The Controlling Board unanimously approved three pilot projects for construction reform on Monday, with one Republican member expressing hope that the projects will be extended to all state construction in the future.
The projects are the $1.75 million renovation of Emery Hall at Central State University; the $1 billion medical center campus project at Ohio State University; and the $7.8 million renovations of the Bowman Oddy Laboratories Building and Wolfe Hall at the University of Toledo. (See The Hannah Report, 3/25/10.)
Paolo DeMaria, the executive vice chancellor of the Board of Regents, told the Controlling Board that the guidelines under HB318 (Sykes) gave the chancellor flexibility in picking the projects and any of the five that were submitted for consideration could have been chosen.
The Ohio State hospital project was selected because it was the largest submitted and there are a variety of uses and approaches that could be studied through that process, he said. TheCentral State project was a small project and would test the use of assistance from the Department of Administrative Services (DAS).
He said the last project for the University of Toledo was selected because it was mid-sized and was the only one that had a strictly educational purpose. The University of Cincinnati andKent State University also submitted projects but not were selected.
Sen. John Carey (R-Wellston) asked if it would have been better to have five projects instead of three in the bill. DeMaria replied that the Regents support construction reform for all projects but will take the guidelines outlined in HB318 and use them to evaluate the three that were allowed.
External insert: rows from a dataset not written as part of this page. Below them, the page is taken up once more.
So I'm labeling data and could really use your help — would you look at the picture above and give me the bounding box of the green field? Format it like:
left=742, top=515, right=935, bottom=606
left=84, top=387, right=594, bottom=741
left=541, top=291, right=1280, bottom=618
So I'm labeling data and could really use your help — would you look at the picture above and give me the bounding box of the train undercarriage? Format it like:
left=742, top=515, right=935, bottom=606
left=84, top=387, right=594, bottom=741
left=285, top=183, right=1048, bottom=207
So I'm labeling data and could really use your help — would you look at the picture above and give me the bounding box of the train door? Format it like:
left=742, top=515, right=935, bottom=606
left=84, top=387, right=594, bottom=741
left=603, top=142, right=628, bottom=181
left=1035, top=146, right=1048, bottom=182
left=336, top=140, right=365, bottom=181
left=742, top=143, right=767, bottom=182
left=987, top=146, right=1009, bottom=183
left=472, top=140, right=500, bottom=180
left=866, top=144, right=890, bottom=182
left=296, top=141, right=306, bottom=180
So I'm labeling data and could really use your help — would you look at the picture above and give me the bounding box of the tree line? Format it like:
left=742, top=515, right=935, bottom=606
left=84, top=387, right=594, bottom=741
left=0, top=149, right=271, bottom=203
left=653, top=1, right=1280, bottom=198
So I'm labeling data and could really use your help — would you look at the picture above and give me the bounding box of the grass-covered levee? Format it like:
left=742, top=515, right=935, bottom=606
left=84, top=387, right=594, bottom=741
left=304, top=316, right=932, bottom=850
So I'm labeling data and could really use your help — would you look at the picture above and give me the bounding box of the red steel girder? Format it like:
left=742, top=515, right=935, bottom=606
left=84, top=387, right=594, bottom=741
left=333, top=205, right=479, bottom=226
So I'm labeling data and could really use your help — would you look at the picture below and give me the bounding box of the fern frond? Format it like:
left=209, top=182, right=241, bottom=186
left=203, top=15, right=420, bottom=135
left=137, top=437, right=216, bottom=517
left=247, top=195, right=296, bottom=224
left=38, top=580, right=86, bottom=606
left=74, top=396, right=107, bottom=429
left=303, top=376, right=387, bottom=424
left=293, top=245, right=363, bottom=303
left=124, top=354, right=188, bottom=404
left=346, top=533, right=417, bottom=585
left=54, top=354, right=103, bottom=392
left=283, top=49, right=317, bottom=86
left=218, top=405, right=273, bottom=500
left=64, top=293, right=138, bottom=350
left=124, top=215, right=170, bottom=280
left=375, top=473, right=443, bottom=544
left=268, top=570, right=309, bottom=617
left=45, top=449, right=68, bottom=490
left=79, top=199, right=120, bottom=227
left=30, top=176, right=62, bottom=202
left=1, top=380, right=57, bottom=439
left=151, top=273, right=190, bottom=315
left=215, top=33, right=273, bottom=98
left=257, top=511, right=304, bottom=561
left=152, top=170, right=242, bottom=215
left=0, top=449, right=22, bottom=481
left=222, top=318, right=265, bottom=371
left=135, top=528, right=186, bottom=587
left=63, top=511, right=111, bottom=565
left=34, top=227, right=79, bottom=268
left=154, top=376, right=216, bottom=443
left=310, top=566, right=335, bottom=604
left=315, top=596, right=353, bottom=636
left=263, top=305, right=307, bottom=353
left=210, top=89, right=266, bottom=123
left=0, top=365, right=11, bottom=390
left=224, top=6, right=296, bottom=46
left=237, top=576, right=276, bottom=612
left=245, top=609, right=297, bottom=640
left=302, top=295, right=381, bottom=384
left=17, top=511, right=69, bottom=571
When asked why he thought more were not submitted for consideration, DeMaria said that the projects will be under more scrutiny than what universities might be used to. He also said that many projects might have been not far enough along or too far along to fit into the pilot project.
Sen. David Goodman (R-New Albany) said he was disappointed that the reform was not across the board, and said he wants the pilot projects to lead to such reform. He asked how the projects will be studied for their effectiveness and efficiency. DeMaria said an outside consultant will be hired to gauge the process.